Le goût du profit a transformé, pour un nombre croissant d'acteurs peu scrupuleux, la réparation du préjudice corporel en un marché potentiellement juteux, pour ne pas dire un Eldorado... Toutes les manœuvres semblent semblent permises pour soutirer aux victimes des commissions substantielles et toutes sortes de frais, sous couvert de les assister dans leurs démarches face aux compagnies d'assurances. Malgré l'interdiction dont elles font l'objet, des entreprises commerciales (particulièrement présentes sur internet) dédiées à l'indemnisation du dommage corporel prolifèrent. Par ailleurs, un nombre conséquent de cabinets d'avocats invitent dorénavant les victimes à recourir à la « justice prédictive ». Il s'agit d'une justice reposant principalement sur des « barèmes » rigides et a-priori, qui ne tiennent aucunement compte de la singularité de chaque accident et de la situation de chaque accidenté. Particulièrement lucrative pour ce qui en font la promotion, la justice prédictive marque un tournant dans l'approche du droit dans son ensemble, qu'il s'agisse du droit social ou du droit du dommage corporel.

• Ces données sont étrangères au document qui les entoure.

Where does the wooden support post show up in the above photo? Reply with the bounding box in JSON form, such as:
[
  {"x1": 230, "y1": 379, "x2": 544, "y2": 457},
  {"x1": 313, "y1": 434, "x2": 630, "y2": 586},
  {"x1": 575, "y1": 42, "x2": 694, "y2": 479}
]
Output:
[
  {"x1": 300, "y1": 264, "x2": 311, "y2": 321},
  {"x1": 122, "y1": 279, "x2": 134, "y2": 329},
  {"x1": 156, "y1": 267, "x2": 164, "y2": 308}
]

Justice prédictive et calculettes à indemnisation

La gratuité des services d'accompagnement : ultime argument commercial

Il paraîtra naturel à chacun qu'une victime de préjudices corporels cherche à se renseigner sur ses droits par le biais d'un moteur de recherche. Par l'entremise de Google, il lui sera possible en quelques secondes d'accéder à une mine d'informations plus ou moins pertinentes, ainsi qu'à une liste impressionnante de prestataires supposément compétents. Parmi ces derniers, un nombre conséquent d'avocats ou de sociétés commerciales proposant leurs services à titre « gracieux » ! mettant en avant « une indemnisation sans frais », une prise en charge totale, gratuite, aux effets immédiats. Ces acteurs ne s'embarrassent d'aucune déontologie, s'affranchissent de la rationalité, et s'affranchissent même de la loi dans certains cas. Ils exploitent sans vergogne la crédulité de victimes le plus souvent démunies et dépassées par ce qui leur arrive. L'heure est venue de dénoncer ces abus. Rappelons utilement qu'il incombe à l'avocat, seul acteur compétent en la matière, de conclure avec son client une convention d'honoraires qui précise dans le détail les conditions de son intervention et le calcul de ses émoluments. En règle générale, la convention prévoit un fixe et un pourcentage sur le résultat (couramment compris entre 6 et 12 pour cent). Il n'est pas permis à l'avocat de proposer des honoraires qui ne reposeraient que sur le résultat obtenu. Les conventions où ne figure qu'un pourcentage sur les résultats devraient en conséquence être déclarées nulles au titre de l'article 10 de la loi du 31 décembre 1971 modifié par la loi du 6 août 2015.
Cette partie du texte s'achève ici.